If we are connected on Facebook and/or LinkedIn, you know that I have posted from time to time about Elizabeth Gilbert's book, Big Magic. She writes about people having a genius (not being a genius) as well as the fact that ideas have a life and go searching for someone to write them, make them or do whatever the idea wishes. She recounts having an idea for a novel that she set aside for a few years. She met Ann Patchett at an event where they were on a panel together. Gilbert tried to work on the novel but it just wasn't happening. It turns out that Ann Patchett started to write that novel (a few details were different). Gilbert and Patchett figured out that the idea left Gilbert and went to Patchett at the time they met. 

Gilbert also tells the story of a poet she met who would physically run after poems when she was a child.
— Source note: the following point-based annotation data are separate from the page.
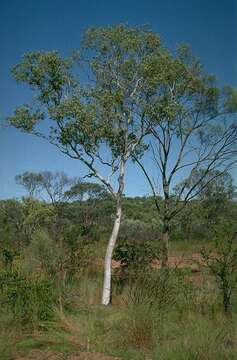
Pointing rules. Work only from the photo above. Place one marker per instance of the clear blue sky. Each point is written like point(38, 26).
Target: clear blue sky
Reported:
point(208, 25)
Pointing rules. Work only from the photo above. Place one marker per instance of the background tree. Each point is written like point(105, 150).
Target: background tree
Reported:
point(194, 134)
point(100, 122)
point(30, 181)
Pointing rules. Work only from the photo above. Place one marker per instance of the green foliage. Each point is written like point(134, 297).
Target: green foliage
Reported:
point(222, 261)
point(43, 254)
point(29, 299)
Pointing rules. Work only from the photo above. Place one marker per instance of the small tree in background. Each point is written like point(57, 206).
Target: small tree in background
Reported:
point(194, 135)
point(222, 260)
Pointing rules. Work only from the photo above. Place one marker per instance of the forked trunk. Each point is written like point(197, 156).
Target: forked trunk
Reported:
point(106, 295)
point(165, 245)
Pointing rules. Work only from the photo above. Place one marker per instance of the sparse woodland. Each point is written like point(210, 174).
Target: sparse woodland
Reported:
point(85, 269)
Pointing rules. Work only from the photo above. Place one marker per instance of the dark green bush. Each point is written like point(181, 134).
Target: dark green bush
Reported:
point(29, 299)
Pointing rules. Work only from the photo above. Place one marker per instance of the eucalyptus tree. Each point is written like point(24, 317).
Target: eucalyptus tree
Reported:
point(194, 134)
point(30, 182)
point(95, 113)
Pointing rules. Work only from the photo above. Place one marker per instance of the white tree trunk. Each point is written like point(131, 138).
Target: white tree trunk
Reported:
point(106, 295)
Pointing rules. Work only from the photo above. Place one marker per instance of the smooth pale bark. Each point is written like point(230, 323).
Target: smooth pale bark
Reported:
point(106, 295)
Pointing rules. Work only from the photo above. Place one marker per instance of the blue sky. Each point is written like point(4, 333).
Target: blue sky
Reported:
point(208, 25)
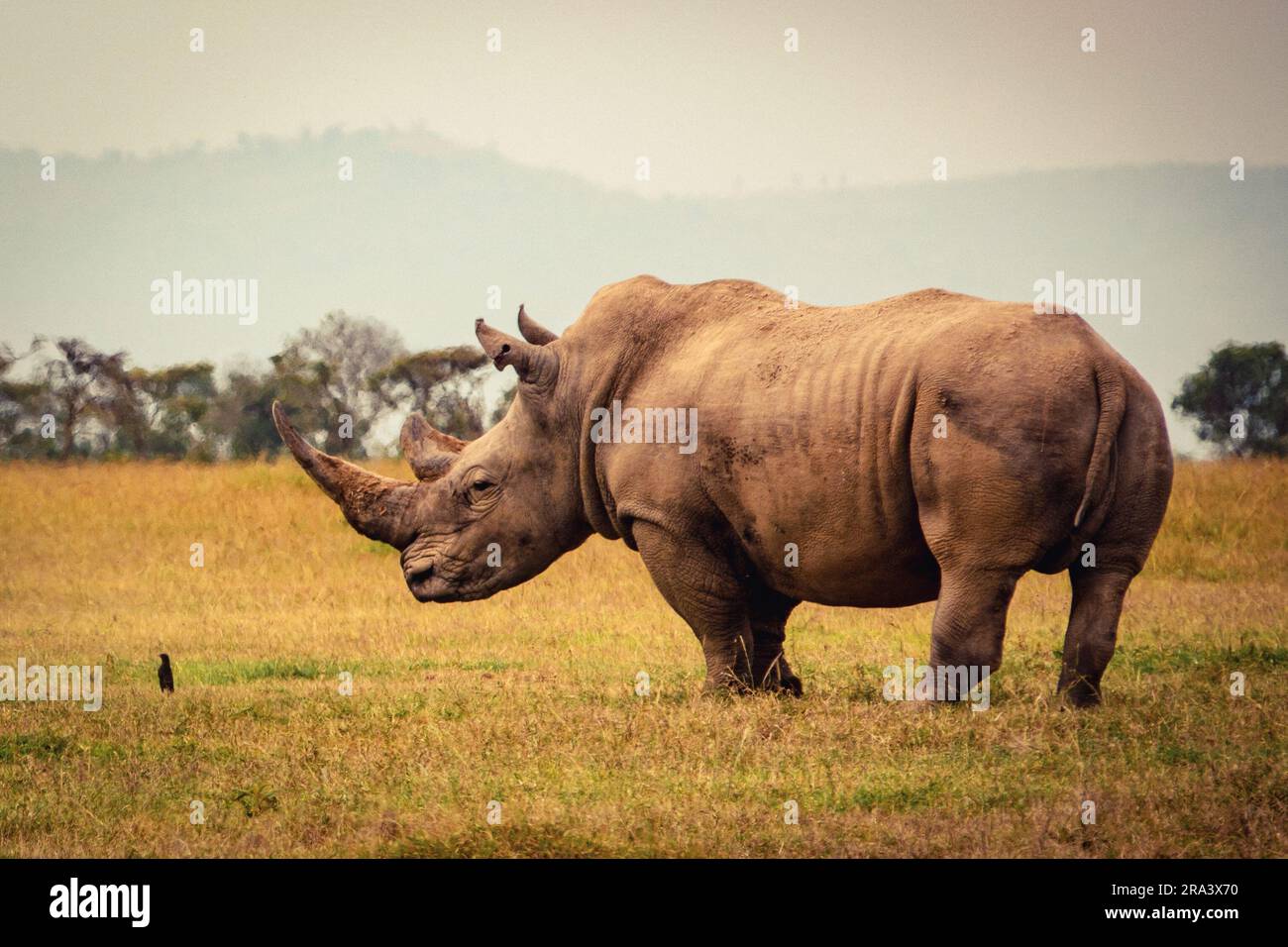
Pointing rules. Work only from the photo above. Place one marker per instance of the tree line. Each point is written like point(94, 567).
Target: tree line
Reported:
point(65, 398)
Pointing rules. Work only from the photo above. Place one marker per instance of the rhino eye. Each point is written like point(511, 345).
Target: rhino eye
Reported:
point(478, 488)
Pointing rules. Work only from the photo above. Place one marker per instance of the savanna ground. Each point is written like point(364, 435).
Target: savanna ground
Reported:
point(529, 698)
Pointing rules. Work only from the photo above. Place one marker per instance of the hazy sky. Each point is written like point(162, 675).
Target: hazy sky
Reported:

The poet could feel them coming and would run home from working in the fields so that she could write them down. Sometimes she wasn't fast enough. 

So, what does this have to do with me? Occasionally I have a poem pop into my head and I have no clue where it came from. The poem insists on being written down. The one below even insisted that it be named what it wanted to be named, not what I was going to name it. 

This is it:



Mapped 

I am glad
that I was
the one along
with you on
the drive that
was mapped
by a hard
winter and
the things

that you said.

©2016 Kathryn Samuelson

This poem had nothing to do with my life at the time or even in the past. But, it was insistent that it be written down. 

I have had ideas for novels show up, keep me awake and not want to leave. I now politely ask them to move along, and I will suggest an author if I know that story fits that author's genre. Sometimes I just have to explain that I will not be writing the story, that it can rest a bit, but that it needs to find a different home.

What shape does big magic take for you?